The surprise packed extra punch since Mr. Zamora served as the Cuban-American National Foundation's first general counsel. Rabidly anti-Castro, CANF was set up in the 1980s and worked aggressively to ensure U.S. policy kept Cuba in isolation.

But over the years, splinter groups had begun to appear, including one founded in 2001 by businessman Carlos Saladrigas, chairman and CEO of Regis HR Group. Sent to the U.S. as an unaccompanied child in the 1960s Pedro Pan program, he too now visits Cuba.

"The greater good, the welfare of the 11 million people on the island, should be our driving concern. And they demand we get past our rhetoric and past the conflict and begin to look for solutions," Mr. Saladrigas, 66, said after a reconciliation conference organized by his Cuba Study Group last month.

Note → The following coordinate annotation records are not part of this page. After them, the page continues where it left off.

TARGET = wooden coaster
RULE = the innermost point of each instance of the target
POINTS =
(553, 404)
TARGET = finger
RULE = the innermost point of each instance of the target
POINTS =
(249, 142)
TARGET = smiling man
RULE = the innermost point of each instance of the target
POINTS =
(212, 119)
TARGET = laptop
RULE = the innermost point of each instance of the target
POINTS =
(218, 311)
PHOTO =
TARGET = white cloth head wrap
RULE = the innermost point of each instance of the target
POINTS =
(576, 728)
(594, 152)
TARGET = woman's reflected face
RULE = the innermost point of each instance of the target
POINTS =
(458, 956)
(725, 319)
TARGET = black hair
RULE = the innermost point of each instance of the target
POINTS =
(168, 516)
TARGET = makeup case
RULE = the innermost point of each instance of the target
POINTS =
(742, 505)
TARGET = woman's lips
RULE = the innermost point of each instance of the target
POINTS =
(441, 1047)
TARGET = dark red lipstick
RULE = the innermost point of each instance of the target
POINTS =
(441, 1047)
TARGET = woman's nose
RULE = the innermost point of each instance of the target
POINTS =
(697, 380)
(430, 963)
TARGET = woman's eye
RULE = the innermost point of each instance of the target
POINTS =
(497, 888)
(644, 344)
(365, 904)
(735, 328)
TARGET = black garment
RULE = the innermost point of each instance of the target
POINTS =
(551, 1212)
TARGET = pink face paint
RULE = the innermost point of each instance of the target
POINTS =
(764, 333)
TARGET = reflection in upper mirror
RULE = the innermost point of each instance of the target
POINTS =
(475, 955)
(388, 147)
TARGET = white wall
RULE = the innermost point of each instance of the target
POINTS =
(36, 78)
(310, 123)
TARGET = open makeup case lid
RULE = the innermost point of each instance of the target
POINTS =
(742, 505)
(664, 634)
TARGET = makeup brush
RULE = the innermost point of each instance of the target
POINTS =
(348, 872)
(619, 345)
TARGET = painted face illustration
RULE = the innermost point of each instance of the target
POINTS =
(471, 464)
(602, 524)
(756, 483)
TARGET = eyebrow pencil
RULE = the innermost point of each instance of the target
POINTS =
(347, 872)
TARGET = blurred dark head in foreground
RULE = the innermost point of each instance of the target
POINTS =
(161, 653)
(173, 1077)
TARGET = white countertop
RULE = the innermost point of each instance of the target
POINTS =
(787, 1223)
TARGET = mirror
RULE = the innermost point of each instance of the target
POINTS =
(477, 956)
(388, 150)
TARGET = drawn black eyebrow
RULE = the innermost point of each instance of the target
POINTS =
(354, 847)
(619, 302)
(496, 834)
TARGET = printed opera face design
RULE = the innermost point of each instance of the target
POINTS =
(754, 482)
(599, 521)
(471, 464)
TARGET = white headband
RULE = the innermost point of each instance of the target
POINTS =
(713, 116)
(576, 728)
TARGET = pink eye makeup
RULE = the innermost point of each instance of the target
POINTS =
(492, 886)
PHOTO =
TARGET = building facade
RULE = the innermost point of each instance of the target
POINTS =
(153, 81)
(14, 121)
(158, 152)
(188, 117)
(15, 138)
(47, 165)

Even sugar baron Alfonso Fanjul has visited. Mr. Fanjul's family lost its business empire in Cuba in the revolution, but he became a symbol of success for Cuban exiles when he went on to amass even greater wealth and influence in the U.S. This year, the 76-year-old publicly expressed a desire to invest in the island and spoke of his hopes Washington and Havana could resolve their differences.

To explain their change of heart, some Cuban-Americans cite the Castro government's survival after more than five decades of U.S. attempts to undermine it. George W. Bush, who explicitly thanked Cuban-Americans for his narrow victory in Florida in the 2000 presidential election , helped tip the scales. "The biggest motivator for the change was the failure of the Bush administration to do anything," said Mr. Zamora, who now advises potential investors on Cuba's legal system. "That was devastating."

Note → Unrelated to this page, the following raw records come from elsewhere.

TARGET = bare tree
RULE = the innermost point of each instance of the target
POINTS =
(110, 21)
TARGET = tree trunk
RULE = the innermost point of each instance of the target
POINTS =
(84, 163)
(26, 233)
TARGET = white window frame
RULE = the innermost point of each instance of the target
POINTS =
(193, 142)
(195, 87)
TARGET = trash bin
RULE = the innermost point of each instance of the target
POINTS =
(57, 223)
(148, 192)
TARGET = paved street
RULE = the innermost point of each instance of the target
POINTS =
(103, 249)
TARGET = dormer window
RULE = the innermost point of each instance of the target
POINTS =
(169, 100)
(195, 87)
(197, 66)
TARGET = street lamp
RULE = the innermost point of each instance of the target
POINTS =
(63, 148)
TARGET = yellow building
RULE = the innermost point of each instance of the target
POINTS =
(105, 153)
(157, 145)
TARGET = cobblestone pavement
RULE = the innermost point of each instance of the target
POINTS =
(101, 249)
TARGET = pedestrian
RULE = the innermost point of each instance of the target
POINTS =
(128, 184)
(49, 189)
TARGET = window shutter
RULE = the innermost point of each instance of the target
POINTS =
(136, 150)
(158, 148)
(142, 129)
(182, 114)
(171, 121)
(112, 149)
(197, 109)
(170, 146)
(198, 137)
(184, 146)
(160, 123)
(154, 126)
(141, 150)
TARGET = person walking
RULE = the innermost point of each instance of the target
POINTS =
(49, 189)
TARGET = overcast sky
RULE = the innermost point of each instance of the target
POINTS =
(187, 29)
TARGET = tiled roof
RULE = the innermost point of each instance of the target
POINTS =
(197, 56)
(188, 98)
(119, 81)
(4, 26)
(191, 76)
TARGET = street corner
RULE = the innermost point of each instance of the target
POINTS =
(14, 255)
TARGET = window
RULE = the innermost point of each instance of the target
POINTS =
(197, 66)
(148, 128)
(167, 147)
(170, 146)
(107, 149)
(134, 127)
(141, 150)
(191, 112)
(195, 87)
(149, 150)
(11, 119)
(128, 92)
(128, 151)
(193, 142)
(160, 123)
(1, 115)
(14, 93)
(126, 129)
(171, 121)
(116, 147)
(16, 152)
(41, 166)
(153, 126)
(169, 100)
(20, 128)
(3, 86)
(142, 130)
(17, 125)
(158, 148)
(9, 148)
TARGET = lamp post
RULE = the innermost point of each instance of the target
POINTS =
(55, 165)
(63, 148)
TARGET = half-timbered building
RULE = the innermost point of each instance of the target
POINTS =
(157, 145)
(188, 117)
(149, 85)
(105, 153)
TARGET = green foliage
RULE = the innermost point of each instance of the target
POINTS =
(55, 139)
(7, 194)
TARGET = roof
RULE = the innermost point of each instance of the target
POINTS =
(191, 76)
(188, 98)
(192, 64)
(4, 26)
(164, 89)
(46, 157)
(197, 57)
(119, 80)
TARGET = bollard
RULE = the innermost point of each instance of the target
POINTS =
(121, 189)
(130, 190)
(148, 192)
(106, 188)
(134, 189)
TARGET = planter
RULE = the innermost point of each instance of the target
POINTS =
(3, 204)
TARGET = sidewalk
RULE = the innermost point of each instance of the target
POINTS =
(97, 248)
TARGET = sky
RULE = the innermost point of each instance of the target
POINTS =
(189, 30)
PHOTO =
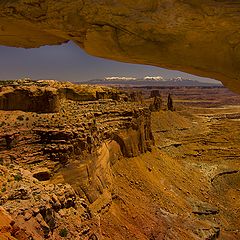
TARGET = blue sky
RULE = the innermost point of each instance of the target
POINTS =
(68, 62)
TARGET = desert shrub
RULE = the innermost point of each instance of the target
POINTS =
(63, 232)
(20, 118)
(18, 177)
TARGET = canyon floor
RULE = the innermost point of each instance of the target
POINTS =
(186, 186)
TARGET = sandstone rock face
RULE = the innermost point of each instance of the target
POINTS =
(199, 37)
(66, 156)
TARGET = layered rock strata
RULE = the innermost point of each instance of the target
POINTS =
(199, 37)
(56, 168)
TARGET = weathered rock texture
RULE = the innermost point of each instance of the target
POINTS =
(63, 157)
(44, 96)
(199, 37)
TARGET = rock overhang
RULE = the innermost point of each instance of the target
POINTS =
(198, 37)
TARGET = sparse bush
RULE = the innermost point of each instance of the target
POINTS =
(18, 177)
(20, 118)
(63, 232)
(2, 124)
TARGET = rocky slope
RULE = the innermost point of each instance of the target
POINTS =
(199, 37)
(56, 168)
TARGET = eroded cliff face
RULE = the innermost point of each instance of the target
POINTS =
(199, 37)
(62, 161)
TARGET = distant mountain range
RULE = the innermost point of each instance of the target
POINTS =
(151, 81)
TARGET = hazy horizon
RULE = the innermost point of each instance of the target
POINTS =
(68, 62)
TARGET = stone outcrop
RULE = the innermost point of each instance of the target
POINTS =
(199, 37)
(32, 99)
(64, 157)
(44, 96)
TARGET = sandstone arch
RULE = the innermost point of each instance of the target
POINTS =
(201, 37)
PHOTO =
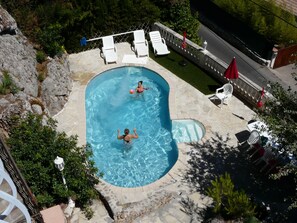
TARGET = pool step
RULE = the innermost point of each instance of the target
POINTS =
(192, 133)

Raul Moas said people born in the U.S. have "pseudo-nostalgia" for the island. The 26-year-old Mr. Moas heads Roots of Hope, a group that connects Cuban-American youth with their counterparts across the Florida Straits. He visited the island in 2011. "Every single person I met told me I was as Cuban as they were and as soon as this chapter in our collective nation's history was closed, everything was going to be okay."

To close that "chapter" means overcoming two issues that affect the thinking of Cuban-Americans: Havana's human-rights record and Washington's embargo. Although people with roots on the island now travel to Cuba regularly, they remain highly critical of what they see there. The Communist Party has a tight grip, with opposition groups outlawed, dissidents detained and the Internet strictly controlled. Political reform is not yet on the agenda alongside economic reform.

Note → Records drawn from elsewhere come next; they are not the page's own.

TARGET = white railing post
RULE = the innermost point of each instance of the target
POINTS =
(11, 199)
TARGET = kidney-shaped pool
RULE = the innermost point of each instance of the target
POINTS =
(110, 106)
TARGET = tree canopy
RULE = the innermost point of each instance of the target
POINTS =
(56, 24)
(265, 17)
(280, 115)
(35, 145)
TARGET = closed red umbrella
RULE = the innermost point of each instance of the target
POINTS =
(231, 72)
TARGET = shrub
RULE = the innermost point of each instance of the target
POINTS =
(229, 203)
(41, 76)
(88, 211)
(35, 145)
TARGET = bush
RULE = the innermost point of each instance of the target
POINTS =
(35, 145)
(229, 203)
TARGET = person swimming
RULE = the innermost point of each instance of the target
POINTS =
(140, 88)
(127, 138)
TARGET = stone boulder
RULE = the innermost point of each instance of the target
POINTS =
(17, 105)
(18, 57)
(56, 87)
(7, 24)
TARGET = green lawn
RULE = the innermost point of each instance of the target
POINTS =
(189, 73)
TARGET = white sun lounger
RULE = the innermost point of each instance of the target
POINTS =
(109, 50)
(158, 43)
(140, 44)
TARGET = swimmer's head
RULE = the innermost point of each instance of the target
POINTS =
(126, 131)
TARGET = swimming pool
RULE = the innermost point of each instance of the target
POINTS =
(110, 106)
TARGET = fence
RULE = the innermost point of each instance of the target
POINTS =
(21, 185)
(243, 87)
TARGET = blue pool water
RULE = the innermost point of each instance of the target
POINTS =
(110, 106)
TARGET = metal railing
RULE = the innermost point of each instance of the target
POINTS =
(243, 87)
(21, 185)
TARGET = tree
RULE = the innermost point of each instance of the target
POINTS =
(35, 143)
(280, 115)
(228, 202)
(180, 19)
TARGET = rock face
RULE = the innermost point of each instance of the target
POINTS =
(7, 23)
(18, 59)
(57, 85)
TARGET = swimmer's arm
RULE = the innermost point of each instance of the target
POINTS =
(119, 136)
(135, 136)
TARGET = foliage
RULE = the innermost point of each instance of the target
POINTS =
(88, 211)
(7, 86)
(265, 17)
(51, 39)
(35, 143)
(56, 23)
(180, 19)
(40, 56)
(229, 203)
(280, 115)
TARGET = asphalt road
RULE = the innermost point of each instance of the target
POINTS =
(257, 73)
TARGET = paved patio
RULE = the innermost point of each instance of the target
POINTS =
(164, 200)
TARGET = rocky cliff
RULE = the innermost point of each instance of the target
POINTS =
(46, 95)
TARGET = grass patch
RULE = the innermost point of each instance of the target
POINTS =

Disdain for the Castro government also still runs deep, and whenever time finally catches up with 88-year-old Fidel Castro, Cuban-Americans will no doubt celebrate.

But even hardliners concede it's time to talk. "I don't say it's not time for negotiations," CANF director Tony Costa, 74, said. "We need to negotiate for freedom of the press, free elections, opposition parties."

Florida International University's Cuban Research has seen a general softening of attitudes over the years as they surveyed a random sampling of Cuban immigrants and their descendants. The latest poll of 1,000 Cuban-Americans in the greater Miami area found 52 per cent of respondents oppose the embargo. Younger people and those who arrived in the U.S. after 1995 opposed it in greater numbers. The FIU survey also found 68 per cent of Miami Cuban-Americans favour re-establishing diplomatic relations and 69 per cent support lifting restrictions on travel for all U.S. citizens. Support, again, was higher among younger people.

"The taboo of travel to the island, the taboo of talking about reconciliation, the taboo of openly debating the embargo – these have all disappeared over the last four or five years," said Ricardo Herrero, whose advocacy group CubaNow launched an ad campaign this month against Florida politicians who would roll back the 2009 Obama policy on travel and remittances.

Mr. Cancio, the 50-year-old music promoter who last year launched a second magazine, Art OnCuba, agreed. Although concerts by Cuban performers still occasionally draw peaceful protest, he believes the hardliners' time is up. "There's a new generation in town," he said. "That generation is the future of Cuba. That generation is the one that is going to bring about change."